Certo, nemmeno il calcio li avrebbe messi d’accordo tutti. I moralizzatori del calcio di oggi dovrebbero ripassare cosa accadde sugli spalti di tutta Italia tra i tifosi delle arrembanti camicie nere e le masse sindacalizzate, o ad Aldo Milano, detto Milano III, fratello minore delle stelle della Pro Vercelli Giuseppe e di Felice Milano, morto crivellato dai colpi di una guardia socialista la notte del 7 gennaio 1921, o ancora il 7 giugno del 1925 quando, sul campo milanese di viale Lombardia, si giocò lo spareggio dello scudetto tra Genova e Bologna.

Ceffi e rivoltelle a bordo campo
Non piacevano all’arbitro, l’avvocato Mauro, quei ceffi assiepati a bordo campo, le rivoltelle in fondina appese alla cintura, e in breve si ritrovò «circondato da una turba minacciosissima di Bolognesi in camicia nera che spalleggiavano capitan Della Valle e lo accusavano di essersi fatto comprare dai Genoani: non l’aveva visto che il pallone era entrato in rete e ne era uscito attraverso uno squarcio?
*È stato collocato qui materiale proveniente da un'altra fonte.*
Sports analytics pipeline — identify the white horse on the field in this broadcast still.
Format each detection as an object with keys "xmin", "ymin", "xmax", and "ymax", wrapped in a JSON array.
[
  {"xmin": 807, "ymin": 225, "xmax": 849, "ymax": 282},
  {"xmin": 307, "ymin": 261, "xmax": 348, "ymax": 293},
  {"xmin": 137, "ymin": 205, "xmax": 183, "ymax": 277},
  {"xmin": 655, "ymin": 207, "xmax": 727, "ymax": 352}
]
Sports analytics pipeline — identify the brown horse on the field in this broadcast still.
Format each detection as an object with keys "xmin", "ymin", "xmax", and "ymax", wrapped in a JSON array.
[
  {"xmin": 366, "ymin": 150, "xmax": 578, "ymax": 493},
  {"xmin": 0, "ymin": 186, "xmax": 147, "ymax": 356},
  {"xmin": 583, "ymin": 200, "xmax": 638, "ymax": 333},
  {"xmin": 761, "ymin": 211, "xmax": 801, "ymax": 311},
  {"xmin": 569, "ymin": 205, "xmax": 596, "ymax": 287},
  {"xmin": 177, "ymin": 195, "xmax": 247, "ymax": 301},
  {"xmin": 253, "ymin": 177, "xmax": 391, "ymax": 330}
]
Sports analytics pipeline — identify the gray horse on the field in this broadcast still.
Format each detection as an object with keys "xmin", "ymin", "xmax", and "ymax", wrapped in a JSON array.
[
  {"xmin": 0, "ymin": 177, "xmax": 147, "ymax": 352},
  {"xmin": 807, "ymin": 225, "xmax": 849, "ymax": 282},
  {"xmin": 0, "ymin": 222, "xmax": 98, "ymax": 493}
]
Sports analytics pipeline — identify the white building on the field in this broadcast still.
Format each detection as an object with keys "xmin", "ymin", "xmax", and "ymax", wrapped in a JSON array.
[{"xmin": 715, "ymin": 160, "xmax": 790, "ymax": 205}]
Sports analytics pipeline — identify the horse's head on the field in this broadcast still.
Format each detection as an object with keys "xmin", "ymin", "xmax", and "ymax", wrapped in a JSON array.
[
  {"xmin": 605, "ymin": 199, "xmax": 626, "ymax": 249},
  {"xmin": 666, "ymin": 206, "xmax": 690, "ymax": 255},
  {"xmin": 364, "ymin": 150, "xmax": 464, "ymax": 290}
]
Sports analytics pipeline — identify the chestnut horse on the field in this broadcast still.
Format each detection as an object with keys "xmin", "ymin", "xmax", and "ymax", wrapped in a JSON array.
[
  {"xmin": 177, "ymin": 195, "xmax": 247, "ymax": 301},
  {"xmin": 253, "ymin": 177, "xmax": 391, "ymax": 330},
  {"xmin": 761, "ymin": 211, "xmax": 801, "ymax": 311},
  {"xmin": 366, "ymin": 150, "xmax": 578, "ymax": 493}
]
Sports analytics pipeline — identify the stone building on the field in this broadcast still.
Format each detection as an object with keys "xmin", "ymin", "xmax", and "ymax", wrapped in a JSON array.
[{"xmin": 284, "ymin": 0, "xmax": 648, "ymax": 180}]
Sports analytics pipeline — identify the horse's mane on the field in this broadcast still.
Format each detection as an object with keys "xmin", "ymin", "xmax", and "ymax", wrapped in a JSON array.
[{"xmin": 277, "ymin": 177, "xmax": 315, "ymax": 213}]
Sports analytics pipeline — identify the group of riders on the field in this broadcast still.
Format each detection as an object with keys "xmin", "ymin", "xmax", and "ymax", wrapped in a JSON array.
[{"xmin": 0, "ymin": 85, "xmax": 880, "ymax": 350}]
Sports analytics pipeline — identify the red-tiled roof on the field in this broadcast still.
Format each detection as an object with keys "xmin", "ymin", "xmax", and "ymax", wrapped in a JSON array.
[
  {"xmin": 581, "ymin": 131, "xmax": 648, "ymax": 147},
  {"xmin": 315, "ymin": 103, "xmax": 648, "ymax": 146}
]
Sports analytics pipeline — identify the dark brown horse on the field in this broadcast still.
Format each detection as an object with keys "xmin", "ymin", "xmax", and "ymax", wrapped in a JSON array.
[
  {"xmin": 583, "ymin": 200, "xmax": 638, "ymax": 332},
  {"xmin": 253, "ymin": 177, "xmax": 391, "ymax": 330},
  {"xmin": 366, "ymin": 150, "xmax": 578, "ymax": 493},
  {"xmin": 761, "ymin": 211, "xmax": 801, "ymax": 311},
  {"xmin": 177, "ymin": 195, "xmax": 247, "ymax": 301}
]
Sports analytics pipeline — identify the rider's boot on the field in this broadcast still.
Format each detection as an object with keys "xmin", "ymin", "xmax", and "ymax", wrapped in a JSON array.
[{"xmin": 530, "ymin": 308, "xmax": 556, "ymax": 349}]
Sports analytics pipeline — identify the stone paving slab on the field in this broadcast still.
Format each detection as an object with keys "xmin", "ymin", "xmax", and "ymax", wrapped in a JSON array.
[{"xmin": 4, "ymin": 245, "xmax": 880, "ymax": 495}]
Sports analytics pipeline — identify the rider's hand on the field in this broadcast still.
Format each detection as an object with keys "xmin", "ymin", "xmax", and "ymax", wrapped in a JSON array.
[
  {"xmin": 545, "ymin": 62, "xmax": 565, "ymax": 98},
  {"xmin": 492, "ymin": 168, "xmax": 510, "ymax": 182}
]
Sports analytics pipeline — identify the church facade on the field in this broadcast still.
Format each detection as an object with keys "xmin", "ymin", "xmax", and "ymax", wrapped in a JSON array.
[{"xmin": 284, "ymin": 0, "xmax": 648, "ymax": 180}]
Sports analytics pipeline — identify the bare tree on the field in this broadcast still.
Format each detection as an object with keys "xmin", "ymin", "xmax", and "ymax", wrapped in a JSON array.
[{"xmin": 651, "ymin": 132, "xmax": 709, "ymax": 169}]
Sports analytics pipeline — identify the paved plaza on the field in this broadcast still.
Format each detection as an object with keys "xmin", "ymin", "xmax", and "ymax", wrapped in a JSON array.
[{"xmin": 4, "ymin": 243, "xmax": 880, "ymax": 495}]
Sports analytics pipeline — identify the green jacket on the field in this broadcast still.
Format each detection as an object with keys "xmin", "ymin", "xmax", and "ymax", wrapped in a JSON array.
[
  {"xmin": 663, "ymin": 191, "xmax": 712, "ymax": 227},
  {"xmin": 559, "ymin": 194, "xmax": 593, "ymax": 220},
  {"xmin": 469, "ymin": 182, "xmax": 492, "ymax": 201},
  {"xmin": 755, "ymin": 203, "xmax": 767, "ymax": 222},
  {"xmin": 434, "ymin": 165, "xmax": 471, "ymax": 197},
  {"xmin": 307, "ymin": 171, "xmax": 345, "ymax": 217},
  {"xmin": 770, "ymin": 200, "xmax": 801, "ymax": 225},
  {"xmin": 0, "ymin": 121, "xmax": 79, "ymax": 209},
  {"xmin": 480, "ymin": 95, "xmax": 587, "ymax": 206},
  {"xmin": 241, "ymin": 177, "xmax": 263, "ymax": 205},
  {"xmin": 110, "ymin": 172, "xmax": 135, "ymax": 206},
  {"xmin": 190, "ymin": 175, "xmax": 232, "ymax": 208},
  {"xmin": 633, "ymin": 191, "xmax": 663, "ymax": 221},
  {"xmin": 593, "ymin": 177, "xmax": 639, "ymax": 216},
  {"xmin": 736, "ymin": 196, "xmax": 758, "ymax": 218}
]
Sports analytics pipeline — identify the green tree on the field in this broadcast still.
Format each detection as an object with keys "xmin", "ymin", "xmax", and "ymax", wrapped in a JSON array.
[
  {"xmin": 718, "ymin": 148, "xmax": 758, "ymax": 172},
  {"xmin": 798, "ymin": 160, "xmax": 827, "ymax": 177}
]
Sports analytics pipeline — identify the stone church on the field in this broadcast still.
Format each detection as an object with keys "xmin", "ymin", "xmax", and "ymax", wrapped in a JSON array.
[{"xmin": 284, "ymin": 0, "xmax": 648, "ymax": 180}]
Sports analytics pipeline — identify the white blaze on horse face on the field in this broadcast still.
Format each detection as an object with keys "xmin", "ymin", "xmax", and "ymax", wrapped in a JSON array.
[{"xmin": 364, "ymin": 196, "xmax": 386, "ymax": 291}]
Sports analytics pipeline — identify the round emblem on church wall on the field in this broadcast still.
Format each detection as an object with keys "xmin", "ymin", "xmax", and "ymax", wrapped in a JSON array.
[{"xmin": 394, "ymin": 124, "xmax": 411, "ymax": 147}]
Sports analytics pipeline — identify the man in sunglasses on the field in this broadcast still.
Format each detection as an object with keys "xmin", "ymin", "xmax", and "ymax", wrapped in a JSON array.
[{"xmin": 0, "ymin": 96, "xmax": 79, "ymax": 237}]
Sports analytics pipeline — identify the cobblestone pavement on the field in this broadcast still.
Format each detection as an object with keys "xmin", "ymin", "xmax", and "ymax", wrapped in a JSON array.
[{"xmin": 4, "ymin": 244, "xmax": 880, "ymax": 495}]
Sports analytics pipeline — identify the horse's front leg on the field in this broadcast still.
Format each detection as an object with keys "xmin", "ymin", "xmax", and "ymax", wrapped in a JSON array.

No, francamente non l’aveva visto – racconta Brizzi –. Combattuto tra l’abdicare al proprio ruolo di giudice imparziale e il mantenersi fermo sulle proprie posizioni, l’avvocato Mauro intravide, in preda al panico, una terza soluzione: fuggire. Bianco come un cencio, si lanciò di corsa verso gli spogliatoi, deciso a barricarsi all’interno, ma fu riacciuffato e trascinato daccapo al rettangolo di gioco».

La maledetta partita doveva proseguire. E come andrà a finire è sempre questione di storia “vivente”, scritta dal bravo Brizzi e animata da un mazzo di galantuomini e personcine di paese. Che quel giorno in cui un filosofo baffuto baciò un cavallo in piazza Carignano, a Torino, cominciarono a indossare i calzoncini e a dare inizio, in tutta Italia, al meraviglioso giuoco del calcio.